Crítica | O Nó do Diabo

Coletânea de cinco histórias curtas, tendo em comum a temática de terror e o cenário da Paraíba, O Nó do Diabo visa mostrar histórias através de contos próximos da realidade brasileira. Os segmentos são dirigidos por Gabriel Martins, Ian Abé, Jhésus Tribuzi e Ramon Porto Mota, e giram em torno do mesmo terreno, um lugar onde nos tempos mais atuais jovens invadem para se drogar ou para transar, mas que teve uma íntima proximidade dos escravos e senhorios de séculos atrás.
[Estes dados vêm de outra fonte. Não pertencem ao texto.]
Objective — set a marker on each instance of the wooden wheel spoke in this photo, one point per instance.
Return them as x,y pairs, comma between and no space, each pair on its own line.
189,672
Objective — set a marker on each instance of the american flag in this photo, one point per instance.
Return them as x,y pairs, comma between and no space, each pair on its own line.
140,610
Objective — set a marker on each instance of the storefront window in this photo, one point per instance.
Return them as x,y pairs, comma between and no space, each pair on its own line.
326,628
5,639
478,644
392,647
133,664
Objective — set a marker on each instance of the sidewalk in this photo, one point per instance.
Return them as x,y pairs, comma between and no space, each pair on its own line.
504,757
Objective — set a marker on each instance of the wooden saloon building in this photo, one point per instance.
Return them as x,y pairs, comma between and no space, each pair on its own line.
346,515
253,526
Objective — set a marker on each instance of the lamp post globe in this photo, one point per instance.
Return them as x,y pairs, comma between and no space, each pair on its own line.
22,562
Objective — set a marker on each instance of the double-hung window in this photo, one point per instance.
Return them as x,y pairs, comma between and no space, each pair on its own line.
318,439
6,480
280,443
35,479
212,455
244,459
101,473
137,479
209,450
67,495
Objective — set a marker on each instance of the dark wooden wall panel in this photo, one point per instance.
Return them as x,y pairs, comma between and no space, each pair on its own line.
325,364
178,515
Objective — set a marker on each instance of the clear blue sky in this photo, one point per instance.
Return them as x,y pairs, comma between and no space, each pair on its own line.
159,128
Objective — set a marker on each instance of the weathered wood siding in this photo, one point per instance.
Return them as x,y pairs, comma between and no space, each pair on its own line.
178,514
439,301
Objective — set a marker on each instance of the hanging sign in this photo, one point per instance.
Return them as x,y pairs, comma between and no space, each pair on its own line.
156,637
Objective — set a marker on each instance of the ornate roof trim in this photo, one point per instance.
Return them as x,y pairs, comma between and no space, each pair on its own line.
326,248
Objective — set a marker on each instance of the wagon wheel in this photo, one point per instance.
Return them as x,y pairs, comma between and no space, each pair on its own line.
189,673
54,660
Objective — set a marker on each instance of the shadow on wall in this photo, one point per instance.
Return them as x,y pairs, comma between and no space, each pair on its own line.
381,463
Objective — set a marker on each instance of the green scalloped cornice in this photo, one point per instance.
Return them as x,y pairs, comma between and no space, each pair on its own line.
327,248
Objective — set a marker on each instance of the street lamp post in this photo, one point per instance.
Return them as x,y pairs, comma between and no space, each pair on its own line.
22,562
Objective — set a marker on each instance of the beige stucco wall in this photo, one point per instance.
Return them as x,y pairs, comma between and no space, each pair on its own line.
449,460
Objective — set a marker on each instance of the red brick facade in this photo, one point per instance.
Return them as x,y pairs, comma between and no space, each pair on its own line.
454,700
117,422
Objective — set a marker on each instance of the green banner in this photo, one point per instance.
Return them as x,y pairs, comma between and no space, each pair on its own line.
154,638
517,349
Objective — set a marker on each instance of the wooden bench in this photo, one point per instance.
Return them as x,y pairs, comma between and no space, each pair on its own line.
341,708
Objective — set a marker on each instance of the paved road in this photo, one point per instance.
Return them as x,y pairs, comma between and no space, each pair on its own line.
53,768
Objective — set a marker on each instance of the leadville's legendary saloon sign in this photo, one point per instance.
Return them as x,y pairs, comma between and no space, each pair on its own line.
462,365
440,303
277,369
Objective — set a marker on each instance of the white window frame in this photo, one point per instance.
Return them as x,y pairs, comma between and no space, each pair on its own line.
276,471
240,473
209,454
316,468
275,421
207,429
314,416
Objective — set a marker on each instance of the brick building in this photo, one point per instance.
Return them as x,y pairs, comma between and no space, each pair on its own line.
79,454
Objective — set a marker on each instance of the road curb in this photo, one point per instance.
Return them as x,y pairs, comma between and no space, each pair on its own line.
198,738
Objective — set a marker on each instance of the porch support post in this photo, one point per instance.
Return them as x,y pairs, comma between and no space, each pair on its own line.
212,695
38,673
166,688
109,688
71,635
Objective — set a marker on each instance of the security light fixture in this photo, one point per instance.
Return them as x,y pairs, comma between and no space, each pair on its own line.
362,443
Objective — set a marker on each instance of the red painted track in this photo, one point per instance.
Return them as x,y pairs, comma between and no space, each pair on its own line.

O filme brinca com a  questão do jagunço racista em mais de uma linha temporal, começando na atualidade para não muito tempo depois voltar em tempos antigos, onde dois trabalhadores braçais pernambucanos vêm andando de Campina Grande até a cidade onde se situa a história, a procura de serviço. Os personagens em questão são oprimidos como se fossem escravos apesar desse trecho se passar após a abolição, os dois ficam longe da Casa Grande, e sonham com espíritos dos negros que ali habitavam e começam a sofrer com chagas, iguais aquelas que boa parte dos escravos possuíam.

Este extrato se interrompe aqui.